House Speaker Robert DeLeo (right) and Ways and Means Committee Chair Rep. Aaron Michlewitz (left) address reporters in this file photo. Photo by Sam Doran | State House News Service.

With just days remaining until the legislature recesses until 2020, House Speaker Robert DeLeo said Thursday he’s decided to push back his timeline for a hotly anticipated debate over new revenue for transportation until next year.

DeLeo and Ways and Means Chairman Aaron Michlewitz told the News Service that their commitment to passing legislation to raise new funding for transportation infrastructure has not waned.

“After reviewing this with myself, the chairman [Michlewitz], Chairman [Mark] Cusack and Chairman [William] Straus, we decided that it’s better that we try to get this right than to try to comply with, I guess you could say, a somewhat arbitrary deadline,” DeLeo told the News Service.

The legislature is set to recess on Nov. 20, and resume formal sessions in January. While the House and Senate will continue to meet in informal sessions through December, anything that requires a roll call vote must wait.

DeLeo and House leaders in March and April signaled plans for a fall debate on transportation revenues, and the urgency associated with that debate was heightened in recent months by failures on the MBTA and congestion conditions on the roads that drivers are finding more and more intolerable.

Two weeks ago, DeLeo convened a group of his top deputies to gauge where in the process House leaders were in putting a package together. Majority Leader Ronald Mariano said after the meeting that they had started to “put some numbers next to the strategies,” but would likely need a few more weeks.

Two days later, a coalition of business groups, led by Greater Boston Chamber of Commerce President Jim Rooney, shared the results of a survey of major Massachusetts employers on what types of new taxes or revenue enhancers they could support to improve public transit and reduce congestion.
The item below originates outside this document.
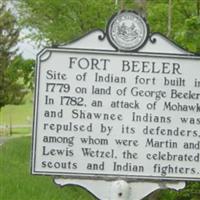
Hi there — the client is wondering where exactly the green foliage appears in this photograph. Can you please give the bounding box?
[8,55,35,90]
[18,0,115,45]
[0,1,28,109]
The release of the information, including the chamber’s support for a 15-cent gas tax increase, sparked an intensified interest among House members to share their opinions with leadership, DeLeo said.

“Quite frankly, I think it’s very, very important that we try to get this in the best possible form as possible and I think it’s going to take more time for us to be talking with some of the members, who are probably a little more engaged now and want to talk a little more about it,” DeLeo said.

Straus said the team working on the revenue package has ruled some options in and out.

“We got closer and [got] more things to consider at the same time,” Straus said about the past few weeks, suggesting the public attention paid to the fact that leaders were zeroing in on a plan “brought a number of the groups who had been watching but not communicating from outside the building into the discussion.”

DeLeo said he’s also given his commitment previously to support transportation improvements in all regions of the state, but some members have been seeking reassurances.

“It’s not only the money. Some people also want to talk about the bill as a whole,” DeLeo said. “There’s a concern I hear from other parts of the state that with what’s going on with the T they’re concerned that this is going to be more T-centric than they want it to be.”

The Winthrop Democrat said he’s “shooting for January now” to produce and vote on a revenue bill in the House, acknowledging that some legislators will be unhappy about the prospect of voting for tax increases in an election year.

“I think that’s always an issue, yes, but I think there also seems to be a commitment I get from most members, anyways, that something has to be done, that we just can’t keep on going in the way we’re going with our transportation system,” DeLeo said. “There seems to be more of a commitment to making sure we get something done as opposed to sitting on the sidelines and just letting another year pass without doing that.”

“Our commitment to the issue is still very strong, is still there. Our timeline is just going to be a little different than we initially perceived it to be,” said Michlewitz, backing up the speaker.

Gov. Charlie Baker, a Republican, has said that he opposes increasing the gas tax, and would rather see the legislature simply pass his $18 billion, multi-year bond bill that invest significant new funding into roads, bridges and public transit, but will not pay for any of the ambitious fixes transit advocates and Greater Boston leaders say the region needs to make a dent in the congestion problem.

The Baker administration is also pursuing a multi-state initiative to cap carbon emissions from vehicles and generate potentially hundreds of millions of dollars for the state from the sale of carbon allowances to invest in clean transportation programs, however revenue from that proposal is uncertain and will not begin to flow for several years.